Quite rightly, Bronowski was furious and demanded an explanation from the top. BBC executives went into a huddle. They tried to find out what had happened – and when they did, they admitted to each other that they would not be able to tell Bronowski the real reason for him being abandoned.
In fact, in April, the person in BBC Staff Administration whose job it was to monitor any security concerns with staff, Norah Wadsley, had tipped off MI5 about the series – asking them if Wyndham Goldie should be told that Bronowski was someone of ‘concern’. Wadsley had spent most of her career in total ignorance of the scientist’s political past: the BBC had used him repeatedly and there had never been any suspicion that he was abusing his access to the airwaves to proselytise for Communism. But then in 1953, MI5 had seen fit to hand the BBC a copy of their files. And there were those words again, ‘Bronowski is a Communist in everything but name.’
Exactly what happened next behind the scenes remains something of a mystery – although the Radio 4 programme will, I suspect, attempt to unravel it a little. What we do know is that MI5 tipped of the Atomic Energy Authority about Bronowski’s involvement in the BBC series – and the Atomic Energy Authority declared Bronowski persona non grata. Though MI5 had never instructed the BBC what to do – that wasn’t their style – it had clearly become impossible for the broadcaster to proceed with the series.

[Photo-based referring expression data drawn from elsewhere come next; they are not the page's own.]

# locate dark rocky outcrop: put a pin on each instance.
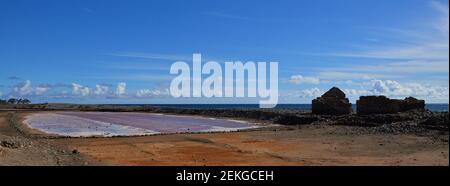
(383, 105)
(332, 102)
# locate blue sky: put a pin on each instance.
(117, 51)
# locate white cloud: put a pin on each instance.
(23, 88)
(101, 89)
(147, 93)
(41, 90)
(121, 88)
(401, 52)
(299, 79)
(80, 90)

It wasn’t the end of Bronowski’s broadcasting career – although he was sufficiently upset to spurn the BBC’s approaches for several years. But it is one of the clearest examples I’ve come across of MI5 interference with the output of the national broadcaster, and it could so easily have proved fatal to Bronowski’s future career as a public intellectual. It makes the very existence of that epic 1973 series, The Ascent of Man, even more miraculous than I previously thought.
Wow: some tale
I'm so glad that "The Ascent of Man" was made and broadcast. It was an incredible series. This is the first time I have read of his background leading up to it. Thanks for writing it.